MOSCOW (Reuters) – Russia’s top arms control negotiator warned the United States on Friday that Moscow would scrap a proposed moratorium on the deployment of short and medium range missiles if Washington went ahead with plans to deploy such missiles in Asia and Europe.
The United States formally withdrew from the landmark 1987 Intermediate-range Nuclear Forces (INF) Treaty with Russia in 2019 after saying that Moscow was violating the accord, an accusation the Kremlin denied.
President Vladimir Putin proposed to the United States and several Western European NATO members that there should be a moratorium on the development of missiles previously banned by the INF treaty.
But Russian Deputy Foreign Minister Sergei Ryabkov, who leads on arms control talks, said the United States was “moving rapidly” towards the deployment of such missiles in both Asia and Europe.

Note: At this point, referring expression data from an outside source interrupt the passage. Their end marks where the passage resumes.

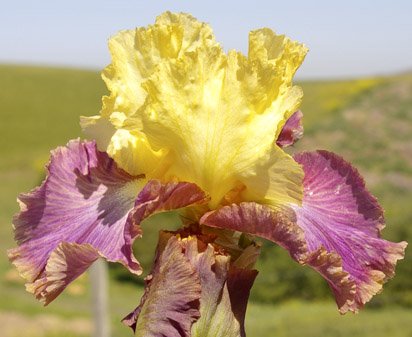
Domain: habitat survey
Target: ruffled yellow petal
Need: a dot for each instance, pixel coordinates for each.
(219, 114)
(179, 107)
(130, 150)
(135, 56)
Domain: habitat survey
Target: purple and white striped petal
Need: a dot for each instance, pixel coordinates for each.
(81, 212)
(335, 230)
(292, 131)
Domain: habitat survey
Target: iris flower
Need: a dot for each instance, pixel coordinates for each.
(187, 126)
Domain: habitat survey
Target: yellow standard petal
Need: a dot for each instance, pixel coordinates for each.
(219, 116)
(135, 56)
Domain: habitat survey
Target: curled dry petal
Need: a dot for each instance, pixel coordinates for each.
(217, 309)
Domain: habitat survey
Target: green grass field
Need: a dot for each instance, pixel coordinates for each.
(369, 121)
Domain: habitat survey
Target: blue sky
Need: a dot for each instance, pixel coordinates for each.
(346, 38)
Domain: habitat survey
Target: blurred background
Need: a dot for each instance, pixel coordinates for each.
(357, 80)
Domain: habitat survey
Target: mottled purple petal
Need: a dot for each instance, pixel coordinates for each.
(335, 230)
(171, 302)
(86, 200)
(292, 131)
(67, 262)
(239, 284)
(339, 215)
(260, 220)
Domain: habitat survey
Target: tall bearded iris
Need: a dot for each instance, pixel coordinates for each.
(187, 126)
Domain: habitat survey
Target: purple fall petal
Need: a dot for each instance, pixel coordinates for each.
(335, 230)
(260, 220)
(340, 216)
(85, 200)
(292, 131)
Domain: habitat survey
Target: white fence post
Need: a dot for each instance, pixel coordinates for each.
(99, 282)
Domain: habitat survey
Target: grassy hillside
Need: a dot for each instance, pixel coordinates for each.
(368, 121)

“Accordingly, our moratorium, which was announced by the president of the Russian Federation, in the light of such developments, of course, cannot be maintained,” Ryabkov told the Kommersant newspaper.
“The Americans think it doesn’t matter,” Ryabkov said. “We believe that they are thereby delivering a new powerful blow to global stability and the security of the respective regions.”

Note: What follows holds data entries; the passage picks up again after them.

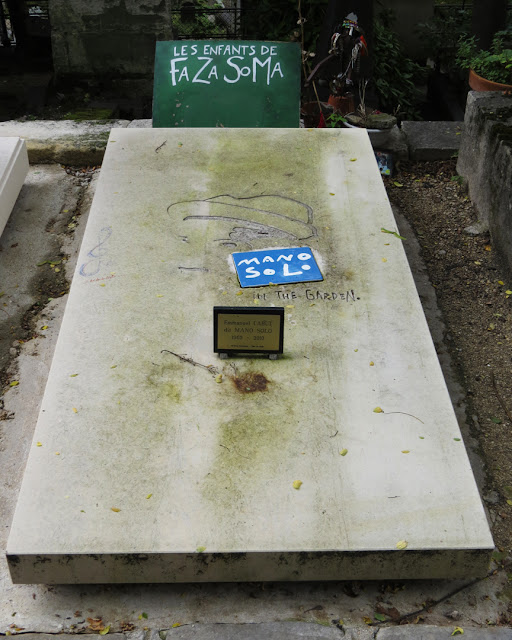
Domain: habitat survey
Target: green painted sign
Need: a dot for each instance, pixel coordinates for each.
(212, 83)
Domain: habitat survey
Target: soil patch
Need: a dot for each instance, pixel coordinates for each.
(474, 294)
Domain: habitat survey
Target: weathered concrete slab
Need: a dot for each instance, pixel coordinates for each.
(432, 140)
(13, 171)
(145, 469)
(63, 141)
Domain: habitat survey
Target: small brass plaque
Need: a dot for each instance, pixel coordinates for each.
(245, 329)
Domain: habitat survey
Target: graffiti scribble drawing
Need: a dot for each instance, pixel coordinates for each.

The United States publicly blamed Russia’s development of the 9M729 ground-launched cruise missile, known in NATO as the SSC-8, as the reason for it leaving the INF Treaty.
In his moratorium proposal, Putin suggested Russia could agree not to deploy the missiles in its Baltic coast exclave of Kaliningrad. Since leaving the pact, the United States has tested missiles with a similar profile.